Not all schizophrenics are violent. My brother is one, and he benefits from the board-and-care system where he gets regular therapy and is kept on his meds. He is living a relatively productive life.

I also know some who have more aggressive tendencies, and neither the board-and-care system, long term hospitalization or incarceration in the penal system is an appropriate place for them.

Sadly, we have no place for individuals who would benefit from therapy and meds but have difficulty living in social group situations.

Martha Ross said...

Thanks Anonymous 12:16 for your reminder that, really,most people with a serious mental illness, such as schizophrenia, are not violent.

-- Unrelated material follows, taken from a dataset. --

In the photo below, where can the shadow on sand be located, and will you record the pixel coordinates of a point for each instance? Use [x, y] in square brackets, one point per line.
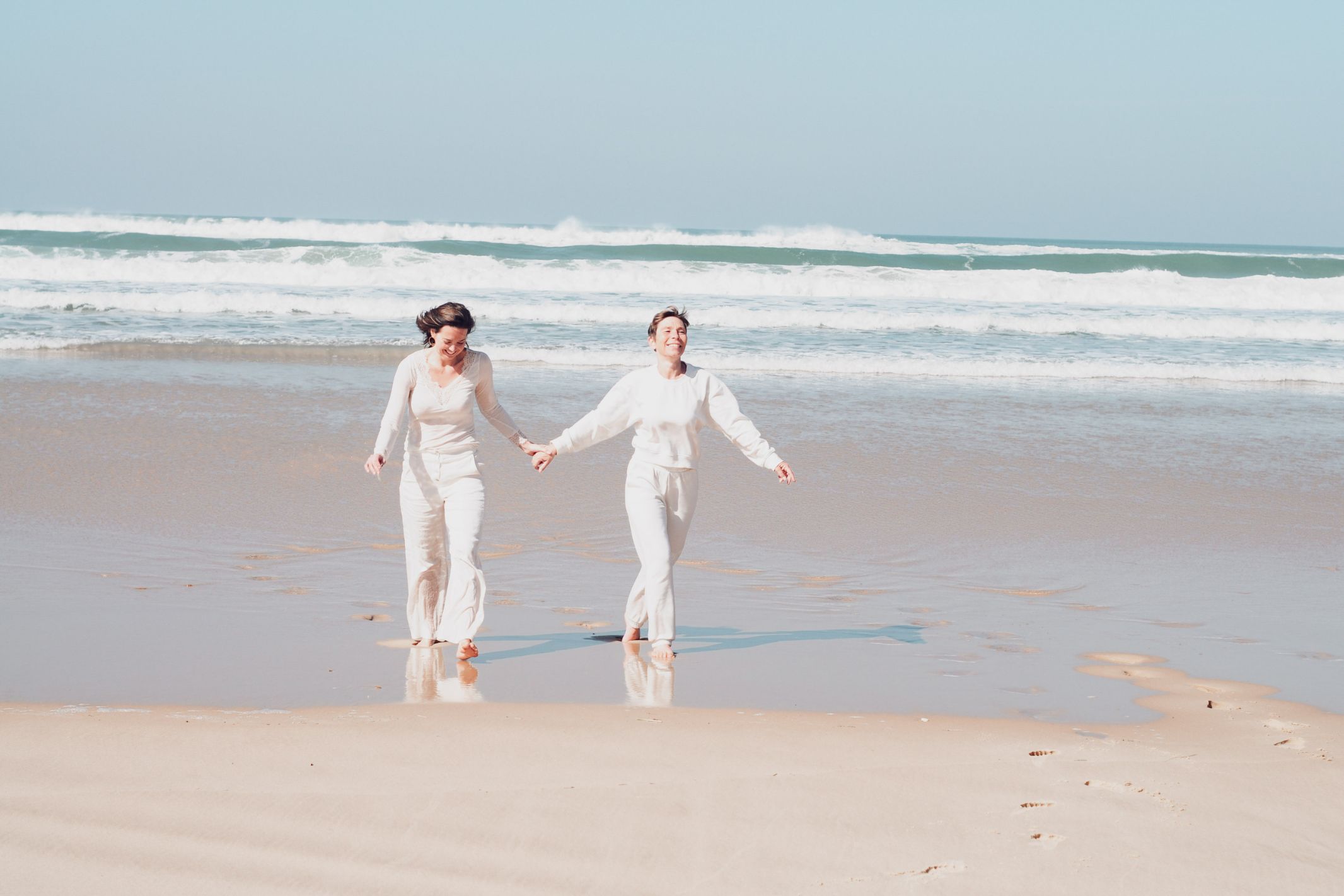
[705, 640]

The mother of the suspect sounds like she was up against a reality that a lot of family members of mentally ill patients deal with. The illness debilitates these patients enough that they can't live on their own. They do need to be in some kind of residential program, such as the board-and-care you describe, that provides structure and monitors medication compliance.

I'm glad your brother has found such a place.

The suspect in this case will wind up in the prison system, unless he is one of those rare defendants whose can be resolved with a not-guilty-by-reason-insanity-plea.

It also sounds like the victim recognized this trespasser was in trouble, and went to get him help at the fire station. It's so tragic for all involved.